In column 1, θ is negative and statistically significant with a point estimate of -0.19. As a result, banks facing higher liability-side liquidity challenges do not mitigate them by holding additional assets. The point estimate suggests that banks might deliberately adopt such a strategy (a fully unmatched position would entail a coefficient of -1). An increase in liability-side LMI by one standard deviation reduces asset-side liquidity by approximately 0.7 percent on average.

Next, we include the bank-specific controls, continuing to find evidence supporting that liability-side liquidity pressures do not have a discernible impact on asset-side LMI. In column 3, we explore the relevance of COVID-19 in this relationship by including the interaction of the absolute value of LMI and COVID as an additional regression. The evidence clearly shows that COVID-19 exacerbated the liquidity mismatch. Using the point estimates, a one standard deviation increase in liability-side LMI in the presence of COVID reduced asset-side LMI by nearly 2 percent.

It is possible that the results are susceptible to inter-group heteroscedasticity or even intra-group autocorrelation and inter-group contemporaneous correlation. We address this challenge by estimating the model using the Feasible Generalized Least Squares (FGLS) technique (Xu et al., 2022). Even then, the key coefficients remain unchanged in sign and significance (column 4).

We examine the response separately for SOBs in column 5 and DPBs in column 6. The liability-side responsiveness to the asset-side is driven primarily by SOBs. The evidence also indicates that the impact of COVID-19 on liability-side LMI was much larger for SOBs. Taken together, this suggests that banks have a significant liquidity mismatch on their balance sheets which is not counterbalanced by asset-side liquidity.
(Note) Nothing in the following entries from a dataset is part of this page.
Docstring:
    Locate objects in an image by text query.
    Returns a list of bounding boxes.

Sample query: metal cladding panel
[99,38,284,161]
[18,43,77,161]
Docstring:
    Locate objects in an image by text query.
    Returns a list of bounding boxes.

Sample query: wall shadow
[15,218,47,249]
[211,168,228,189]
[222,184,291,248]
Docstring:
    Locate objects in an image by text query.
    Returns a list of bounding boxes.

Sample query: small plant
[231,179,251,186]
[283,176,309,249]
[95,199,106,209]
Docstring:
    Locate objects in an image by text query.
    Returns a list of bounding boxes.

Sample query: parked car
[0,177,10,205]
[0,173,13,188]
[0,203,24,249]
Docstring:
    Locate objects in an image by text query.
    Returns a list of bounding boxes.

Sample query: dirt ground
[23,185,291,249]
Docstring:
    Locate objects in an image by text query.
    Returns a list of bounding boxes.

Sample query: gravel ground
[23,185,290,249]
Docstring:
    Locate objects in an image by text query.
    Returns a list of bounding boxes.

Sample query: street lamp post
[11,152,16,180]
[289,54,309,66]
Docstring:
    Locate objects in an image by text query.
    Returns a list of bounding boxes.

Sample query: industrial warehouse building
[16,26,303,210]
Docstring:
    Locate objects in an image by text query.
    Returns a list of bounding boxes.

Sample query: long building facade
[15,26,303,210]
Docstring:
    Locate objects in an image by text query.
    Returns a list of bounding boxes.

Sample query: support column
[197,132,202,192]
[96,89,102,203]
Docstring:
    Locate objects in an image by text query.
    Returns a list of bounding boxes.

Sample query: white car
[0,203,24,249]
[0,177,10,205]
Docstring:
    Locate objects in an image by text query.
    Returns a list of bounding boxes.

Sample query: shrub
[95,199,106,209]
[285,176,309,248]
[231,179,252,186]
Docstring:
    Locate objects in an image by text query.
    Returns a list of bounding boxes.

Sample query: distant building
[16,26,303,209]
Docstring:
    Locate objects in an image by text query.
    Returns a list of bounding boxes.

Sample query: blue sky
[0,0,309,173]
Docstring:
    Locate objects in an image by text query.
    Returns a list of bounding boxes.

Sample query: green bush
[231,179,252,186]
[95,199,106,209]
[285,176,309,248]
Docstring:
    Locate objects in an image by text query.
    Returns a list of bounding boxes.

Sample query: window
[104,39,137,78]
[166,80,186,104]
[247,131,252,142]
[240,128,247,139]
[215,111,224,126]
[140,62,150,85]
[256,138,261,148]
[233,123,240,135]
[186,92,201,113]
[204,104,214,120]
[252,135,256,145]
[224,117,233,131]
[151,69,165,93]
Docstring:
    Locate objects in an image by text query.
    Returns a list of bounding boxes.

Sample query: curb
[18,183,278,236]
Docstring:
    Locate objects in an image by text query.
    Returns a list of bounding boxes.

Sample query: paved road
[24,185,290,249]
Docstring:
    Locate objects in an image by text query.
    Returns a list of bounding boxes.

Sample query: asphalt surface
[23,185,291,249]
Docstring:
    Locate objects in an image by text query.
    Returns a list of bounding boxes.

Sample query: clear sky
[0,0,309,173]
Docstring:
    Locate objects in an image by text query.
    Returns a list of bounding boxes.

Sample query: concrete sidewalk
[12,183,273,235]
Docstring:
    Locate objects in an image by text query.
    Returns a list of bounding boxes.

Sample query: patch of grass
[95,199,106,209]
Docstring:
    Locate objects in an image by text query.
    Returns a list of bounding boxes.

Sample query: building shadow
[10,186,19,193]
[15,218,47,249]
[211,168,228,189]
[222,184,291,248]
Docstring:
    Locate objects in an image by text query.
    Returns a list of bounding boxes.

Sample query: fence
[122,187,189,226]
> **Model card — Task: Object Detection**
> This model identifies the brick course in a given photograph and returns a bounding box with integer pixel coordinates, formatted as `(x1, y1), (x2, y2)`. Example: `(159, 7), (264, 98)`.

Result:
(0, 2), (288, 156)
The control variables indicate that larger and well-capitalized banks maintain higher asset-wide liquidity mismatches, contrary to findings reported elsewhere (Bai et al., 2018; Legroux et al., 2022). This phenomenon is observed mainly for state-owned banks (column 4), whereas for private banks (column 5), high growth opportunities and lower management inefficiencies drive them to enhance market liquidity.

VI. Conclusion

Two policy recommendations are proposed. First, it would be beneficial to supplement regulatory-prescribed liquidity measures with LMI that can provide insights into liquidity behavior, particularly during periods of stress. Second, stress periods can result in asset firesales. In this context, the LMI adds dynamism to static models by indicating the extent to which cash equivalents can mitigate stress arising from funding liquidity.

The analysis has several limitations. Firstly, the time-varying weights in the LMI can be challenging to calculate accurately, especially during stress periods. Secondly, SOBs often have additional layers of government guarantees, which might not be readily available to their private counterparts. A comprehensive assessment of these underlying nuances in the context of LMI could be valuable for future research.